SpeechCycle, a company that hosts millions of technical support calls, primarily from Cable or satellite TV subscribers, has joined with Jingle Networks, the popularizer of “free directory assistance” to offer a way for businesses to insert sponsored audio messages into customer care calls. The joint offering is well suited for the current economic climate because it gives companies across a multiplicity of verticals the ability to deliver targeted promotional messages, thereby attracting advertising dollars to offset customer care operating expenses.

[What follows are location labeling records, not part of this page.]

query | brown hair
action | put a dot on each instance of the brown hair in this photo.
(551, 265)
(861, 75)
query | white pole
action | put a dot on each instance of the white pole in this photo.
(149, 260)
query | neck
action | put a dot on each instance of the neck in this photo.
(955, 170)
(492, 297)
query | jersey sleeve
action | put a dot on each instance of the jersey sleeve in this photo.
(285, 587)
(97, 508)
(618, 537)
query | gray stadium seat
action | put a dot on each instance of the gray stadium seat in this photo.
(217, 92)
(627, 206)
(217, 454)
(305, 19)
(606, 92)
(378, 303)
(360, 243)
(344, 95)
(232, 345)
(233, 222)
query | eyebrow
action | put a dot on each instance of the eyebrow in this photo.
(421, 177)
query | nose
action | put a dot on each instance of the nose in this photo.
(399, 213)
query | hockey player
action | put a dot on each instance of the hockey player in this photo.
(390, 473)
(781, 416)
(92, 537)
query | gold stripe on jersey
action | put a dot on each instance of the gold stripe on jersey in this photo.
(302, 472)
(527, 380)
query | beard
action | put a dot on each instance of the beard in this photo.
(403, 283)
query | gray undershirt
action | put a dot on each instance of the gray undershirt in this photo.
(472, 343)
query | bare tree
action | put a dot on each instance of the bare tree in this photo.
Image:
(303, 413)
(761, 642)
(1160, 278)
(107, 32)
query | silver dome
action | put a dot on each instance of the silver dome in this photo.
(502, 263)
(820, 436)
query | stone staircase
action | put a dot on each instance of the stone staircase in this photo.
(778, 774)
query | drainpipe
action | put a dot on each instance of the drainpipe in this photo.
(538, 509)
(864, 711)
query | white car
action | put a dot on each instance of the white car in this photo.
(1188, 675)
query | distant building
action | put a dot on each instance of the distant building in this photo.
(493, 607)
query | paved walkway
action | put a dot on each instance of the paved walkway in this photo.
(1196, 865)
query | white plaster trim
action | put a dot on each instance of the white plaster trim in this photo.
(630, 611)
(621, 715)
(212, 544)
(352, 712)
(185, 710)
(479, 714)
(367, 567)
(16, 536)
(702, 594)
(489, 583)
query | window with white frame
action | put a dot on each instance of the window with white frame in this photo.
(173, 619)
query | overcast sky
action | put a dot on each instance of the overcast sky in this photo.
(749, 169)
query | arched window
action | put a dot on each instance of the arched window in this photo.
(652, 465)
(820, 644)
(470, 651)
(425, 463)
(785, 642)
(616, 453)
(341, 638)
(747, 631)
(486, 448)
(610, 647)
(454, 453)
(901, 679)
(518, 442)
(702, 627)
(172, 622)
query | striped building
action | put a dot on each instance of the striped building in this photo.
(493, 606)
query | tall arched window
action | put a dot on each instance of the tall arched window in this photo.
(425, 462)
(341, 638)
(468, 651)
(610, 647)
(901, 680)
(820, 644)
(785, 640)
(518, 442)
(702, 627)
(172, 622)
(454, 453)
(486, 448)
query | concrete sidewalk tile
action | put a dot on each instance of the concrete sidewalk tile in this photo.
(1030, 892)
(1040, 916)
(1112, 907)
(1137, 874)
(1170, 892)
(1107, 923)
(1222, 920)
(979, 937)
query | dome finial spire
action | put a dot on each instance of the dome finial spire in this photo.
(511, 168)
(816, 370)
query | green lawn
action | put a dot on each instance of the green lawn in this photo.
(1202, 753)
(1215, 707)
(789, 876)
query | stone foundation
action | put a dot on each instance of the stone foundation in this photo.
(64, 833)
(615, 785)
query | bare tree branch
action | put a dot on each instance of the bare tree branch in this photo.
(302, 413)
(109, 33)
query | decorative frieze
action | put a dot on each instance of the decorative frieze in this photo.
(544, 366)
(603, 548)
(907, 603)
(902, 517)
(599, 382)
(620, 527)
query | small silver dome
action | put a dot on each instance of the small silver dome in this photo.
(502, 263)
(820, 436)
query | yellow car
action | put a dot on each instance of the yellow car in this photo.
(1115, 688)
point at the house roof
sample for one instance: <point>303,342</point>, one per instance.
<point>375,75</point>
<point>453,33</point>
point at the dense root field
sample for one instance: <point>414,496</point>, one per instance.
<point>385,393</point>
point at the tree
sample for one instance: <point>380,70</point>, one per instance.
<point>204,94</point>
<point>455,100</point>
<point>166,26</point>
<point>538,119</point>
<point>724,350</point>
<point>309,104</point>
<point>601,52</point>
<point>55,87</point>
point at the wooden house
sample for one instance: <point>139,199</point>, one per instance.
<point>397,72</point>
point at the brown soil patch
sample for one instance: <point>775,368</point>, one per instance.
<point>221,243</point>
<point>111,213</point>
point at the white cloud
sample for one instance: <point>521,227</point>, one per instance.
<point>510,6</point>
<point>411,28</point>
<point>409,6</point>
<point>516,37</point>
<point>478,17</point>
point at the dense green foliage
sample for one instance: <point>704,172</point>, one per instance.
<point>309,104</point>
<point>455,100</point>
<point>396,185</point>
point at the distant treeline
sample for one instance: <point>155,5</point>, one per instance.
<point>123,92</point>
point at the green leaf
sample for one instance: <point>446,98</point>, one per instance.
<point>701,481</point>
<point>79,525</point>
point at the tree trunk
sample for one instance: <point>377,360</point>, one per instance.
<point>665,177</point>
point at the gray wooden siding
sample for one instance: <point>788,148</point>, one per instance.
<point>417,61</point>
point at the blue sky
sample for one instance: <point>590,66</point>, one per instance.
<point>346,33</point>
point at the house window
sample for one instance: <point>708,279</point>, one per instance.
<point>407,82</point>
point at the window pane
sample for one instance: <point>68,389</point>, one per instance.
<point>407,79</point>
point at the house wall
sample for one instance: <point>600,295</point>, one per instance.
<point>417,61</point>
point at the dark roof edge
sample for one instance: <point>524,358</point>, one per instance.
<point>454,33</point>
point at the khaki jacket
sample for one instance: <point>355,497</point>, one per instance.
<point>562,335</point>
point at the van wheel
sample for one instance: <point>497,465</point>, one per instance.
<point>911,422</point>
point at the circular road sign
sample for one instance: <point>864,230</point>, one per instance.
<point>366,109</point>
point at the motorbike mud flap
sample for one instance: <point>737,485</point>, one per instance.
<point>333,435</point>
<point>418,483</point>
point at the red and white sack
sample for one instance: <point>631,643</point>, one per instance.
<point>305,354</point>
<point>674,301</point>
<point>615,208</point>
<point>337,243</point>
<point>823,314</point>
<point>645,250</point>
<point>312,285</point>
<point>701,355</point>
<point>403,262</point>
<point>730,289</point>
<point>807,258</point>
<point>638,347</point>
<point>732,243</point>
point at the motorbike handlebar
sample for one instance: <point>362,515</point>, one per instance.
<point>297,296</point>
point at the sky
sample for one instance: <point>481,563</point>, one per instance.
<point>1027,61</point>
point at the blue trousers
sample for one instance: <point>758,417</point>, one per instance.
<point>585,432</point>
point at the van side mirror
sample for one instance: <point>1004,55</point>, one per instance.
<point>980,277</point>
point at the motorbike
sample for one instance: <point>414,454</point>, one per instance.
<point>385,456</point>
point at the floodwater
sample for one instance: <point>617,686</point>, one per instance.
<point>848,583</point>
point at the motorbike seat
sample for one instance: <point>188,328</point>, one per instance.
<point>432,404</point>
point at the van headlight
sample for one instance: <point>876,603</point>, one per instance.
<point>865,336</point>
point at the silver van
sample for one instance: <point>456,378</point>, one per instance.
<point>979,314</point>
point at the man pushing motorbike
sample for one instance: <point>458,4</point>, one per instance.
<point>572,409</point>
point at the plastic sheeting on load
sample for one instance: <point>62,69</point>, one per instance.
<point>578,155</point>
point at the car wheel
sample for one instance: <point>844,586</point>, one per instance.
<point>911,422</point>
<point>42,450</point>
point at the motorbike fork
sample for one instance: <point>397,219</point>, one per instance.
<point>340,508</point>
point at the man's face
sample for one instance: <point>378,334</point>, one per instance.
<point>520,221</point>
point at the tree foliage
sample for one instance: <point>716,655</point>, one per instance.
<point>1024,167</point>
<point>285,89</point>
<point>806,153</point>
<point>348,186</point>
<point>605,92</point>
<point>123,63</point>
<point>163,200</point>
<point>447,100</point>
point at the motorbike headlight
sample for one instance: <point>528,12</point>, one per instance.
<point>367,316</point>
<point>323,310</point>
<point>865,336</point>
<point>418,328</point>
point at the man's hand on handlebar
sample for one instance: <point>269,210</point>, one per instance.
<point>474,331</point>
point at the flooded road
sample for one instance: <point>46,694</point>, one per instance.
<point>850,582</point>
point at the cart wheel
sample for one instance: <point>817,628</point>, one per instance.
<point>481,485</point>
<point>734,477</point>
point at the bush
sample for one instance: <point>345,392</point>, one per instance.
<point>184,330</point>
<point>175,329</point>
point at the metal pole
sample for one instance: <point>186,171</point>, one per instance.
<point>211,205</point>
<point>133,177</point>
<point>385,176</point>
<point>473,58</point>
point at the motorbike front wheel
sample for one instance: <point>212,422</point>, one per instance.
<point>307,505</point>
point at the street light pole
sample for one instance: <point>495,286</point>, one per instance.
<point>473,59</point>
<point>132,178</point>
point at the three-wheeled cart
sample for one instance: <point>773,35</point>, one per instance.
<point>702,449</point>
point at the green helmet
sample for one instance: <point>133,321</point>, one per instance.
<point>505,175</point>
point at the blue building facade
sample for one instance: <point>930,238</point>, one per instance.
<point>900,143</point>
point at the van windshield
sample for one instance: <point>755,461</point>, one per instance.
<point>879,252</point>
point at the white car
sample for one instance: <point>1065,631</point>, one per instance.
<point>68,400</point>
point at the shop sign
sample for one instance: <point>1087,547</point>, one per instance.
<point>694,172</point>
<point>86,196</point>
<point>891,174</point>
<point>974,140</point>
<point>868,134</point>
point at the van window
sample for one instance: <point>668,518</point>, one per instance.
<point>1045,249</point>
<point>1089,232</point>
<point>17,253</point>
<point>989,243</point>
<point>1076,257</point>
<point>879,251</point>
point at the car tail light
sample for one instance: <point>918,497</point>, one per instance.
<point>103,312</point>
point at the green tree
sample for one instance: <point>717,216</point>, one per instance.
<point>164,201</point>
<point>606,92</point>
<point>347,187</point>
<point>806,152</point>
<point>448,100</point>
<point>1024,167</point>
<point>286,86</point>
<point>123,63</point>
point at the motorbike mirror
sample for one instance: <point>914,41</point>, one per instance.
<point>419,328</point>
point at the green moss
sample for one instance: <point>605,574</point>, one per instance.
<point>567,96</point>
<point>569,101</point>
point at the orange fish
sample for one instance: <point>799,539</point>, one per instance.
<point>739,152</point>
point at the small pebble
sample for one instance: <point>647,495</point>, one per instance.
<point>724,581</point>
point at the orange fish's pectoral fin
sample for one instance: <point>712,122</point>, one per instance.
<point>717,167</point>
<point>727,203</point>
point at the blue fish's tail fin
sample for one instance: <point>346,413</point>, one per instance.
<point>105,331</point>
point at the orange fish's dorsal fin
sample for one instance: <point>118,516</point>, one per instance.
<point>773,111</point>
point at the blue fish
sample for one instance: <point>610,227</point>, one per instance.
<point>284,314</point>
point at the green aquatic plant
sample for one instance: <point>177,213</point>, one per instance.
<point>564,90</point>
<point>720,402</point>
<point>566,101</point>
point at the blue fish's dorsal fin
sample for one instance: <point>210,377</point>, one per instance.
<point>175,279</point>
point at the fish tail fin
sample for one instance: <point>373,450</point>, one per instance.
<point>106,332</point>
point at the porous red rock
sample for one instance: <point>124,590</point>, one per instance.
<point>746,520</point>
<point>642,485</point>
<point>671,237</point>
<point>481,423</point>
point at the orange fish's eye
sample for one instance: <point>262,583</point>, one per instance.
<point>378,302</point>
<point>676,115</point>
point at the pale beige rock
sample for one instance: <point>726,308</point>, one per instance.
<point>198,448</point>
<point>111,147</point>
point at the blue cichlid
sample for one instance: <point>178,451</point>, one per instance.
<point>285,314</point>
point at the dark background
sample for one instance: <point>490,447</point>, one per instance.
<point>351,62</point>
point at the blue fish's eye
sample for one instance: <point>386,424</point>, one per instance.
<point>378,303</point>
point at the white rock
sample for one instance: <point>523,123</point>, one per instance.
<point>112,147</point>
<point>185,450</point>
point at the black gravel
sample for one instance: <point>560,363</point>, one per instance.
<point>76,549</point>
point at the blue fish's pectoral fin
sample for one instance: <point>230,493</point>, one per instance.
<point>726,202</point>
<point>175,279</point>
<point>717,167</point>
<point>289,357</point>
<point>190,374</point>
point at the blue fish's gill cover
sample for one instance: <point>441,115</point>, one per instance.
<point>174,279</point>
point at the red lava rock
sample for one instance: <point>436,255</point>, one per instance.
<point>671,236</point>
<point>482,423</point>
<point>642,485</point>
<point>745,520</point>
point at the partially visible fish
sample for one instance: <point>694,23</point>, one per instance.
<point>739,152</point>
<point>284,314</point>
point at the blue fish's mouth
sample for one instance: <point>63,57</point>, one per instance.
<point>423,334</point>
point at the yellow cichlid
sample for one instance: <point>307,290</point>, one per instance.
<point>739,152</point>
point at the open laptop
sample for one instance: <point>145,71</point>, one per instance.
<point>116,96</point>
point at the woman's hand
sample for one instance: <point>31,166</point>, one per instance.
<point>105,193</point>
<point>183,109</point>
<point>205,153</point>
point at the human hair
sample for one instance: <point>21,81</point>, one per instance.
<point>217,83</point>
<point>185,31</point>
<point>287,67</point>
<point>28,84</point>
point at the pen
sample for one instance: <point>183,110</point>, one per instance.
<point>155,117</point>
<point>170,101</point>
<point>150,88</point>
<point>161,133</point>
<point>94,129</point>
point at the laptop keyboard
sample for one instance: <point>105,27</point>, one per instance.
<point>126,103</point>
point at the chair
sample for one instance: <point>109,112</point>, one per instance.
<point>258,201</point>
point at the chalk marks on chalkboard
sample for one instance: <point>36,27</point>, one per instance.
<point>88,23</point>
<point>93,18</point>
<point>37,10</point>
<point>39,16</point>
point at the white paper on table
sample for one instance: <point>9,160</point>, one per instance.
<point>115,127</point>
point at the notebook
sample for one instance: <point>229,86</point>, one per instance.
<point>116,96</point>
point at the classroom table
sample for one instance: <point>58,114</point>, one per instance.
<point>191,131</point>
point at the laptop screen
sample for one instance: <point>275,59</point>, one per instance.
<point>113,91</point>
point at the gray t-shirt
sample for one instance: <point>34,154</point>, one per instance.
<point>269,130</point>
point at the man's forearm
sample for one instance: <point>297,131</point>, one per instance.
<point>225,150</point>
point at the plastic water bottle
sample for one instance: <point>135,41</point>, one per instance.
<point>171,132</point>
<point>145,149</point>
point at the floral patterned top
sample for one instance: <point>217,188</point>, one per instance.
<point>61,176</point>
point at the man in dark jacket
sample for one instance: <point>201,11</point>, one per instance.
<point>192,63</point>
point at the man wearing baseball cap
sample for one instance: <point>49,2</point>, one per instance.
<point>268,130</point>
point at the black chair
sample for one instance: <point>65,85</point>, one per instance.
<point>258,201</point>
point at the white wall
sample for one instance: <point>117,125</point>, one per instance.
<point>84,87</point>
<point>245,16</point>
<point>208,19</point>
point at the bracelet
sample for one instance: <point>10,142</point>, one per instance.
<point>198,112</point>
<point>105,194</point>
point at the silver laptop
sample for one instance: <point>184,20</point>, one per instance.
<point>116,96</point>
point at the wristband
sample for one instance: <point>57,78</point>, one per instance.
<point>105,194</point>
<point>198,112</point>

For those who can overcome the wince factor evoked by the idea of listening to audio advertisements while waiting on hold, the idea has appeal. If the messages offer deals that are valuable to the caller — such as upgrades, discounts or coupons for goods or services of interest — they will be well received, especially in this economic climate. Joe Bentzel, SpeechCycle’s CMO, equates the service to “one-to-one radio.” Audio promos can be tailored to the precise interests of the caller and delivered at that “ready-to-buy moment,” as Jingle Networks used to characterize the occasion of a call to directory assistance.
The new service is the product of a mash-up of SpeechCycle’s RPA On Demand (where “RPA” stands for “Rich Phone Applications”) and JingleConnect, which is an audio advertising insertion platform developed behind 1-800-FREE411. Jingle busted out JingleConnect in September 2008 to make its audio advertising insertion technology available to third parties. At roughly the same time SpeechCycle, which had built a successful, but highly specialized business around automated handling of technical support calls from cable and satellite TV service subscribers, sought to grow its business by making its tools and software available to a broader community of developers — including a joint development initiative with the Tellme subsidiary of Microsoft.
RPA On Demand conforms to an architecture designed to be partner- and developer-friendly. Bentzel equates it to the opening up of Saleforce.com through AppForce, the open API for hooking into CRM “in the cloud.” The deal with Jingle Networks is the first of many possible future services that will leverage this architecture. It enables the two companies to position their offering as a real recession fighter, with the potential to generate (or split) revenues from targeted ad delivery, or for companies to use the SpeechCycle platform to produce automated ads with offers that support specific loyalty programs or upselling strategies. As a company that cut its teeth with the originators of the “triple play” (subscription TV, telephone and Internet services through a single pipe) SpeechCycle has been intimately involved in such programs.
The implications for Jingle Networks could be equally profound. Assaults on “free DA” are coming from all angles — GOOG411, Nuance, Microsoft/Tellme, V-Enable and the directory subsidiaries of the major carriers. Any revenues that can be generated from unbundling its ad-serving platform will be a big plus. However, as a sign of the times, the competition for audio or multimedia ad serving, especially to mobile devices, is getting very crowded and competitive. In the chill of a tough economy, competition to develop and deliver new services is heating up.